Gone were her sculpted cheekbones, her strong nose, and her inviting smile. In its place were slightly asymmetrical eyes, an expanded forehead, and little mini jowls.

 

“It’s not that the peel made her ugly,” insists Choi. “She literally has a different face, and this one is just average.”

 

 

Typically, facial peels require up to a week of recovery, and doctors had hoped Pederson’s old face would reemerge as she healed. Although Pederson admits her skin had never looked clearer and more vibrant, she says, “It’s weird that my face is a different face.”

 

“Losing my face was hands-down, the worst thing that’s ever happened to me,” Pederson said. “Worse than the time I was forced to choose between staying at some guy’s beach house for free in the Hamptons, or some other guy’s beach house in Fire Island.”

 

Discovering a new face underneath a face is rare, striking only one in 500 million women. For some, the change is a welcome one. Others, like Pederson, can go from Charlize Theron to Charlize Theron in Monster in an instant. Still others adopt a gruesome, squid-like appearance.

 

“I look like a squid now,” says sufferer Tameka Oluo. “I hate it.”

 

As for Pederson, she spends a lot of nights looking over pictures of her old face, thinking about the person she used to be.

 

“My new face changed everything,” Pederson said. “I used to date a lot of financial types and high-powered attorneys.

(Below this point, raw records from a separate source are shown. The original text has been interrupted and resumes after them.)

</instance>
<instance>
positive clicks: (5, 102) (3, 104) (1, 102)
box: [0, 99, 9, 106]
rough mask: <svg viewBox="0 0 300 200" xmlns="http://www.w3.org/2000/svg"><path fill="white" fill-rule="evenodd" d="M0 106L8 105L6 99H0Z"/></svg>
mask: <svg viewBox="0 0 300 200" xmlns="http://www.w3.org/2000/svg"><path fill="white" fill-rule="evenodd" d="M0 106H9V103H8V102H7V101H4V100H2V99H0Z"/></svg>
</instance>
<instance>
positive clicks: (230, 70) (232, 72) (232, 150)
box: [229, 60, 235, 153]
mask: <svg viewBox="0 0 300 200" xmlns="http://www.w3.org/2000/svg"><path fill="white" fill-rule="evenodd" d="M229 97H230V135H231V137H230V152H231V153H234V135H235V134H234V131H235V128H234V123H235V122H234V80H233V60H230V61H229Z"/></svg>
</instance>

Now, it seems the only people interested in me are people who work at Lenscrafters.”

 

There are, however, some positives to Pederson’s new, dumpy-looking face. Friends claim she has developed the beginnings of a sense of humor. She has also recently been introduced to the concept of empathy.

 

“It’s easy to forget other people actually have feelings and concerns when you breeze through life so easily,” Pederson said. “Now that I’m no longer allowed in clubs or getting jewelry from designers for free, I’m learning that maybe we’re all the same underneath our faces.”

 

She quickly adds, “Also, some of us are very, very different.”